In a follow-up tweet, she added: “To get a sense of how stupid the Biden administration rule on sports is, states could just impose hormone limits on trans school athletes knowing that they just made gender affirming care a felony. It would be permissible since it avoids a total ban that would violate the rule.”
The LGBTQ legal advocacy group Lambda Legal also expressed concerns about the proposed rule, arguing that it needs to be clarified and does not go far enough to ensure transgender youth are not discriminated against.
“This proposed rule includes critical recognition of the importance of participating in sports for transgender youth and shows why 100% of the state bans are invalid,” Sasha Buchert, a senior attorney with Lambda Legal and director of the organization’s Nonbinary and Transgender Rights Project, said in a statement.
“We are concerned about whether the proposed rule can properly eliminate the discrimination that transgender students experience due to the pervasive bias and ignorance about who they are,” added Buchert. “These students must have full and equal chances to participate because participation in athletics provides many long-term benefits for young people, including important health benefits, and chances to develop leadership skills, discipline, and self-confidence.”
Kelley Robinson, the president of the Human Rights Campaign, said in a statement that “every student deserves to be treated with dignity and respect” and called for the rule to be clarified to ensure all transgender students are “presumed eligible to participate in sports consistent with their gender identity.”
The Trevor Project, the nation’s leading suicide prevention and crisis intervention organization for LGBTQ youth, noted that its previous research has shown that transgender and nonbinary youth who have access to gender-affirming spaces or have their gender identity affirmed by adults, peers and institutions generally report lower rates of attempted suicide.
However, recent debates over transgender visibility, including attempts to impose sports-specific bans, have had negative ramifications for transgender and nonbinary youth, with 64% of trans and nonbinary respondents saying such debates have made them angry, with 44% saying such debates have made them feel sad, and more than 1 in 3, or 39% say it’s made them feel stressed, according to polling from The Trevor Project. Additionally, a 2022 peer-reviewed study found that many transgender high school girls who reported having an interest in participating in sports were reticent to do so, primarily due to fears around harassment, stigma, or restrictions in accessing gendered spaces like locker rooms.

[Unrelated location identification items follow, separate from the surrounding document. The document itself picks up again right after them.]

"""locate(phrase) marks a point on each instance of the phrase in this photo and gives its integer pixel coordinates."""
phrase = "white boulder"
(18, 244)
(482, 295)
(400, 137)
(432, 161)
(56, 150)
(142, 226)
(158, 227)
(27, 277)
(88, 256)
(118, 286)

Kasey Suffredini, the vice president of advocacy and government affairs for The Trevor Project, said while the proposed Biden rule would establish that the current categorical bans in place in at least 20 states would violate federal law, more must be done to clarify that transgender students are protected under Title IX, the federal law prohibiting sex-based discrimination in educational activities and opportunities.
“Title IX exists to ensure inclusion and prevent discrimination across the country, and state laws must uphold fundamental principles of law and fairness,” Suffredini said. “Nobody should be denied the opportunity to be part of a team just because of who they are.”